One by one, white collar professions are incorporated into the capabilities of the computer. It is true that the only way GPT-3 can generate is answers is by digesting existing information. Someone somewhere had to do the ground work.
But the Internet already causes this. People contribute freely to the collective knowledge for a host of different reasons -- from money to altruism to a seeking of social status. Just look at Wikipedia or YouTube for reference. The digital digestion of this knowledge is merely getting started. Each cultural datum of information will be mined, sorted, and retrieved through a conversational interface in the years to come.
Impact on Financial Services
We have previously suggested an impact of $1 trillion in cost to the global financial services sector from a successful AI revolution, or about 20% of the existing cost structure across the front, middle, and back offices of the industry.
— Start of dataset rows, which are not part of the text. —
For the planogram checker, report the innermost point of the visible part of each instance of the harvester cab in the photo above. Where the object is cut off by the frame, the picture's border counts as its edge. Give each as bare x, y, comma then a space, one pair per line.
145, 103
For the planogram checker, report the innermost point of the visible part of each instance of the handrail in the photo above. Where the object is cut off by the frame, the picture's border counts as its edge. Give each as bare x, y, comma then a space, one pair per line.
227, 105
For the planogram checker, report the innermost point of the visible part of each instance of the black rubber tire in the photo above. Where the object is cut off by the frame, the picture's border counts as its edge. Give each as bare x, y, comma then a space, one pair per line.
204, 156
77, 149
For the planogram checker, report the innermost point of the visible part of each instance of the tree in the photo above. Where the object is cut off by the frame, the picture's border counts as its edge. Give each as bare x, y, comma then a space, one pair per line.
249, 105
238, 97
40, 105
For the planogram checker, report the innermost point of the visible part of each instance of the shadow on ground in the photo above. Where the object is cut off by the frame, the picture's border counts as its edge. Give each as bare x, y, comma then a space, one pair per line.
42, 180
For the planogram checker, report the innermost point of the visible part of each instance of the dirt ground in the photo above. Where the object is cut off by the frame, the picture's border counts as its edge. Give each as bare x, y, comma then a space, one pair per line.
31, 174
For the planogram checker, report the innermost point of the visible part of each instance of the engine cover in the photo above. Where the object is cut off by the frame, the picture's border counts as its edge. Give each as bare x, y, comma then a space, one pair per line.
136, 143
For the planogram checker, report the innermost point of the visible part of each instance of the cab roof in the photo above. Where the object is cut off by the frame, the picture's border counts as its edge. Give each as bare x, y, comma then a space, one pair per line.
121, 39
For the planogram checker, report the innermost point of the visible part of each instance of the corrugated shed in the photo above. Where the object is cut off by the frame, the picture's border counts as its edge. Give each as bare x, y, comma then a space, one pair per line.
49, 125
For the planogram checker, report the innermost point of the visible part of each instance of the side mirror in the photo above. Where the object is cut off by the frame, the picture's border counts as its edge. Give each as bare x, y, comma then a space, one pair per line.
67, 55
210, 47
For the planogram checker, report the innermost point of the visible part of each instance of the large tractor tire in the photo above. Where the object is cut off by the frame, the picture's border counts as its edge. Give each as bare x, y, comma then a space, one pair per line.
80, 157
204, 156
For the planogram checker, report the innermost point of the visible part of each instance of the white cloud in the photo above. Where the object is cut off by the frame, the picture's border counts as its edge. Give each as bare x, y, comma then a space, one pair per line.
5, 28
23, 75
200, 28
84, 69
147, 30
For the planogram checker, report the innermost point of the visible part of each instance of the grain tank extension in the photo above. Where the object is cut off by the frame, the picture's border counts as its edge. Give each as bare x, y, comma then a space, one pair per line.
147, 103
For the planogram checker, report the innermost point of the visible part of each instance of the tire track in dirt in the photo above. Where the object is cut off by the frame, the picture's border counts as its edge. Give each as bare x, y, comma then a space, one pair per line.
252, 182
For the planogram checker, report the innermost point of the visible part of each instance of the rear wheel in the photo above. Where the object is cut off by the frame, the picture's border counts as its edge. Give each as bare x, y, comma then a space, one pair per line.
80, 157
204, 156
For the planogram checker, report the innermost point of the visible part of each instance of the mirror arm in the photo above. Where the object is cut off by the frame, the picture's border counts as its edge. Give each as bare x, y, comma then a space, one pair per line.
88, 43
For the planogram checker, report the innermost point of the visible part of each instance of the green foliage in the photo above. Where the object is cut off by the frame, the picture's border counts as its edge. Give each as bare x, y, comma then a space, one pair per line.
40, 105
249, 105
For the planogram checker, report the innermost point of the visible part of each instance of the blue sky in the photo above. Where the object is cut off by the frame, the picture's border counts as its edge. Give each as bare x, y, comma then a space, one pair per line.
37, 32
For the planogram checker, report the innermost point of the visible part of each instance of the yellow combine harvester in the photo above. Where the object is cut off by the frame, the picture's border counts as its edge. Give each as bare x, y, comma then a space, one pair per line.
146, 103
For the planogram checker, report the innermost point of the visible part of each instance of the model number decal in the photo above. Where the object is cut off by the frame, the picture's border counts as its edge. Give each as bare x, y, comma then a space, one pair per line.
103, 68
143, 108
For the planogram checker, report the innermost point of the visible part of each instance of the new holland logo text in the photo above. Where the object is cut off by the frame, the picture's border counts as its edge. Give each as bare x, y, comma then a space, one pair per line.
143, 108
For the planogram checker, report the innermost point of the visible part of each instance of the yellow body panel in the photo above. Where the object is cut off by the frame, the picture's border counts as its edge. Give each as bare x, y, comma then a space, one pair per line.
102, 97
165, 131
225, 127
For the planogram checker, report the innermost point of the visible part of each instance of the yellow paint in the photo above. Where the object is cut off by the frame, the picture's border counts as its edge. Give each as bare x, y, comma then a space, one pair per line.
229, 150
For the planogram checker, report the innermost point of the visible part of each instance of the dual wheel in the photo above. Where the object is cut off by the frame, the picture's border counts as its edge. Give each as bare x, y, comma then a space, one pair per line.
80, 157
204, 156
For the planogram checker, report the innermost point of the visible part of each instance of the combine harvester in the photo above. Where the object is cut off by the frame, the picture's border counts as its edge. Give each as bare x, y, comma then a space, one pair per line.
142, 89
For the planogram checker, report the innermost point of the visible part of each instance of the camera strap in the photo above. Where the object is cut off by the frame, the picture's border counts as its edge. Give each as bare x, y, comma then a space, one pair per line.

All you need to do to form an opinion is revisit the rank-order of the largest public companies in 2020 to see where the power lies. Unstructured data, like text and images, will continue to accrue benefit to the AI powerhouses, who will bring to life products, websites, and technologies with a synthetic conversational front-end. The banks don't own either the media or the broader cultural conversation, and in the West, are largely precluded from doing so by law. To that end, they are not able to host social data exhaust and mine it the way high-tech companies do today.
Structured data -- like the functioning of the financial instruments or the rule-based software infrastructure which underpins it -- will anchor in global blockchains. It is possible that as the space matures and accrues more examples, AIs will be able to generalize such smart contract code too, and perpetrate the creation of an infinite number of software-based decentralized autonomous organizations.
If we take at face value the $1 trillion cost opportunity, which potentially yields an 80% savings and allows for a $200 billion annual cash flow, that would imply an enterprise value space for a $2 trillion financial AI company. Our intuition is that Ant Financial or Facebook are far more likely to be that player than anyone in Fintech today.
However, there is still room for a number of well-articulated and narrow Fintech AI plays that could see $50-250 million exits. Traditional equity research and written investment notes on company earnings would fall squarely into the "GPT-3 automate" category. Certainly, nearly all human onboarding into financial products and the accounts which hold them can be replaced. Middle office platforms can use transformer models to fill out incomplete profiles for payments, fraud-prevention, AML, and underwriting use cases. Externally, marketing teams can use industrial content farming in every language to pull audience and attention towards their solutions, as well as nurturing client relationships with robot affection. What's wrong with a bit of algorithmic romance?